LOS ANGELES -- Unselfishness sounds like a wonderful attribute. But for Stephen Curry and the Warriors, it is a detriment, one that led to their embarrassing 138-98 Game 2 loss to the Los Angeles Clippers.
Sticking to the game plan that worked in Game 1, Curry inviting the double teams, and sharing the ball proved to be a disastrous idea Monday. Curry's teammates weren't hitting shots, and the Warriors defense was helpless against the vengeful Clippers assault.
The Warriors were laughed out of Staples Center, trailing by as much as 40. They needed their star to carry them to competitiveness. Instead, the nation watched as the Clippers negated his greatness.
Yes, the Warriors head home with a 1-1 series tie, the goal of any road team. But they also go to Oracle Arena with an important lesson: The "others" are not going to beat the Clippers. In order to upset this No. 3 seed, the sixth-seeded Warriors need Curry to be Curry.
"I've got to make plays. I've got to find ways to not let them take me out the game," Curry said. "Double teams, that's the point of why they're trying to do it. I had to get to my spots where I can be efficient even if they're going to double-team me."
Curry the Baby-Faced Assassin is what the Warriors need. Curry the first-team All-NBA candidate. Curry the multifaceted offensive weapon who frustrates defenses with his versatile arsenal.
They need him to score and pass. They need him to draw double teams and beat them. And by no means is it acceptable for him to be reduced to a floor general.
Curry the distributor works only if the recipients of his passes make the defense pay for doubling him. As Warriors coach Mark Jackson points out, Curry is all too happy to oblige.
Monday showed exactly why the Clippers are forcing Curry's supporting cast to beat them. It's not good enough to produce regularly.
In Game 1, the Warriors looked like the Harlem Globetrotters -- whipping the ball around the paint, getting dunks and open 3s. In Game 2, they were the Washington Generals, kicking the ball, missing open looks, too discombobulated to get anything going.
It just shows why stars are so important in playoff basketball. And the Warriors' star was rendered ineffective. By the Clippers' persistent double teams. By an oversimplified game plan. By his struggles getting past athletic, physical point guards.

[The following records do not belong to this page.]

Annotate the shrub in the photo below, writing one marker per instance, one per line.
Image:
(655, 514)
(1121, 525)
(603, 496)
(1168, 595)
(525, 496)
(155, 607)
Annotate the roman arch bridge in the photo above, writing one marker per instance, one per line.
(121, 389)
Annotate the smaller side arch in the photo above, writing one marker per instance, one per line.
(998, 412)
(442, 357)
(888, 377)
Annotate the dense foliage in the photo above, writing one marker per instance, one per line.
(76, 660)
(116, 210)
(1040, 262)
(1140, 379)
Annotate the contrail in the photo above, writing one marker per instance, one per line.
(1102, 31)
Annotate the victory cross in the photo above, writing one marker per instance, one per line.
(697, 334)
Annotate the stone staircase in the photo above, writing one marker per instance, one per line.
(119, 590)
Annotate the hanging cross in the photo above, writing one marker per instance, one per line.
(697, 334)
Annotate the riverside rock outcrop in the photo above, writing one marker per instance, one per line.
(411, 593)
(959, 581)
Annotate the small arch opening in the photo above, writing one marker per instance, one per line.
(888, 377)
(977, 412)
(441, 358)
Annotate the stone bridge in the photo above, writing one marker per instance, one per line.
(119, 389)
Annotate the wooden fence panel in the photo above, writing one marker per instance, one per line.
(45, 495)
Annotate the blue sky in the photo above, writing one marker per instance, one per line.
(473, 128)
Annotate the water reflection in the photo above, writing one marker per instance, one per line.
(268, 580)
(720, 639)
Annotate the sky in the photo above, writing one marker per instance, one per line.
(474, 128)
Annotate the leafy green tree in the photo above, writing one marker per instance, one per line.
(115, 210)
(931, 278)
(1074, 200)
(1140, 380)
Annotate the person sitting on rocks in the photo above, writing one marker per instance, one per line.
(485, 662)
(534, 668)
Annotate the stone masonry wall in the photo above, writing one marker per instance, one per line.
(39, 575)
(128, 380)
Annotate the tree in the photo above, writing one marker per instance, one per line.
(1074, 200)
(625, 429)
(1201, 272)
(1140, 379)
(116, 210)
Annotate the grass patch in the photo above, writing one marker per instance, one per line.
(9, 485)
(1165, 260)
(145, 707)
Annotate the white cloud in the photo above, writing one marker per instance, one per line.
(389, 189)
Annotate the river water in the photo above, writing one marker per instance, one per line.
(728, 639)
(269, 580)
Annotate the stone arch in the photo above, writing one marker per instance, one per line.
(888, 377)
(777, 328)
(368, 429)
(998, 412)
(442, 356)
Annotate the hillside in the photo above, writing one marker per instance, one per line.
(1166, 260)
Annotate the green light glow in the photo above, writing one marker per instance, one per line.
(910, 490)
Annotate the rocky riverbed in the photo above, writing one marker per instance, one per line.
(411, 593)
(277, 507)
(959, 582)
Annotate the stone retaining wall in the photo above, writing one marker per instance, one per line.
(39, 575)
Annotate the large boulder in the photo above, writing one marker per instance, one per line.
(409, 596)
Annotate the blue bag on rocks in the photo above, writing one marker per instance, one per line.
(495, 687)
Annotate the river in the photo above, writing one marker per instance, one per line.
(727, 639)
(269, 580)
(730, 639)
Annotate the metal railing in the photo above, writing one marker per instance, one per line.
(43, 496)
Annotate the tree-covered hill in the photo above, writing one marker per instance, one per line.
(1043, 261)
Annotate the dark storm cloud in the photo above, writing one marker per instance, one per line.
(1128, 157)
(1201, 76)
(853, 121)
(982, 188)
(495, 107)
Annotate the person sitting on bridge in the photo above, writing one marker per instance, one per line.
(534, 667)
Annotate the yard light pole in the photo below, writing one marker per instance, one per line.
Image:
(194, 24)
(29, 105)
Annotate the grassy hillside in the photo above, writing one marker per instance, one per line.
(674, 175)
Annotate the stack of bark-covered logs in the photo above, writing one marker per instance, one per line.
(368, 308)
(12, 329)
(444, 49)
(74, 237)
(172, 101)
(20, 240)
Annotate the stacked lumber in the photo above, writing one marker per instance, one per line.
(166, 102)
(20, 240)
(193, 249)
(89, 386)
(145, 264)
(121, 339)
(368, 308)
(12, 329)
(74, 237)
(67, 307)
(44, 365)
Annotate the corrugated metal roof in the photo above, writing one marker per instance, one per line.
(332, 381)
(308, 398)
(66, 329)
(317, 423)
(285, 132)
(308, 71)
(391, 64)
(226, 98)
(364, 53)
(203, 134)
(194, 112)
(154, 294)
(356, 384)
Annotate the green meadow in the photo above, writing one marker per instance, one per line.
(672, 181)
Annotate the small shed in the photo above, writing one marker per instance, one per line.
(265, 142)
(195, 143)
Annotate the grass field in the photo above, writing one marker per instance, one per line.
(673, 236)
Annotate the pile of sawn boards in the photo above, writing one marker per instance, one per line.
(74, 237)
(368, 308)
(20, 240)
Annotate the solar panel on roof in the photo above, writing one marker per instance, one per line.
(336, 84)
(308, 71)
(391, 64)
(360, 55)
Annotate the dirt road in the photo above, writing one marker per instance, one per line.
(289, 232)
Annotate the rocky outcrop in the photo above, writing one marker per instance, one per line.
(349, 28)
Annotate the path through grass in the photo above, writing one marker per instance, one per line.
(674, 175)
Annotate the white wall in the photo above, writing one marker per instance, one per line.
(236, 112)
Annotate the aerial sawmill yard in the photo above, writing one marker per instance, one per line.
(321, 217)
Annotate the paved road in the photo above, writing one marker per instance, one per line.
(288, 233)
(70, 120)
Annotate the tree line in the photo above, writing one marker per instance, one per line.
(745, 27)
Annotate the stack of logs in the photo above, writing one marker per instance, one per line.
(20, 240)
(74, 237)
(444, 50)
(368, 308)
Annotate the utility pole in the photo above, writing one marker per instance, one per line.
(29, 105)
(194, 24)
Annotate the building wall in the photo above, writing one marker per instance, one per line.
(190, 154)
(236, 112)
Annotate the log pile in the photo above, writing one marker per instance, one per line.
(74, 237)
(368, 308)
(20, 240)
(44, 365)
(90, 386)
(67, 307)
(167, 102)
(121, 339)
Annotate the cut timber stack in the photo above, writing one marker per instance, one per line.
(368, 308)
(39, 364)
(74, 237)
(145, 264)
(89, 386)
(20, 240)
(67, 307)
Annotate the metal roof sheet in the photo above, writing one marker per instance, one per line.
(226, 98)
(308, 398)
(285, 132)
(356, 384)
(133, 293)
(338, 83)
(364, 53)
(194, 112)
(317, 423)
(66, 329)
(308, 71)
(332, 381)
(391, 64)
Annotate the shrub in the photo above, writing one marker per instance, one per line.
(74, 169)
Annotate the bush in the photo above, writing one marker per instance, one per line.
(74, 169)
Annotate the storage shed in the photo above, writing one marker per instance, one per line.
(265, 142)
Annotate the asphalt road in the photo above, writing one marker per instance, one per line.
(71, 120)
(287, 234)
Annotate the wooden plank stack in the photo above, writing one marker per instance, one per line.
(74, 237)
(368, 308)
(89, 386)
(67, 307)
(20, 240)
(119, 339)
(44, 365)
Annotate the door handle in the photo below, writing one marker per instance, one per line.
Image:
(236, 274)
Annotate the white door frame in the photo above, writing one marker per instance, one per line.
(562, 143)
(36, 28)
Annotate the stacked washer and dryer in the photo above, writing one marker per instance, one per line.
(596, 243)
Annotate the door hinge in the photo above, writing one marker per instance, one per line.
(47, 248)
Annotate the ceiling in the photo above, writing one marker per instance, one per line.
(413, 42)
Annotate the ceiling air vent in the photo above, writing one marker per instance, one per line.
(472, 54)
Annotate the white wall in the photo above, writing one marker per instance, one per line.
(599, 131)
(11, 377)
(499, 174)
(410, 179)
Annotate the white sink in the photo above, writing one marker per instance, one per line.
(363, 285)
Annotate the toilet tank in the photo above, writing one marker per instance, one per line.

At halftime, the Warriors were down 26, shooting 43.2 percent with 15 turnovers. And it felt as though they weren't giving their best shot because Curry was just 1 of 6 from the field -- and the last few attempts were forced because he hadn't taken a shot in so long.
Klay Thompson was in foul trouble. David Lee had nothing going. And the Warriors' second unit was getting thoroughly outplayed by the Clippers reserves. Game 2 was a wrap before the Warriors could get their biggest weapon out of the holster.
This team isn't built for Curry to play the pacifist. Golden State has some good players who can hurt opponents on any given night. But in the playoffs, it's about stars. The Warriors have Curry and a host of guys who need the right circumstances.
To beat the Clippers, the Warriors will need all those guys to produce -- Thompson, Lee, Andre Iguodala, Harrison Barnes, Draymond Green. And that's in addition to Curry being Curry.
If one positive emerged from the Warriors' shellacking it is that a fire seemed to have been lit in Curry. Who knows why it took so long in Game 2, but with Golden State down 30, he hit another gear.
He stopped succumbing to the double-team so easily and giving the ball up, looking to create his own opportunities. And he did.
He took Paul one-on-one off the dribble. He attacked the paint by splitting defenders. He forced himself to get to the spots he wanted on the floor.
The right Curry showed up way too late in Game 2.
And it behooves the Warriors to figure out how to make sure he shows up on time for Game 3.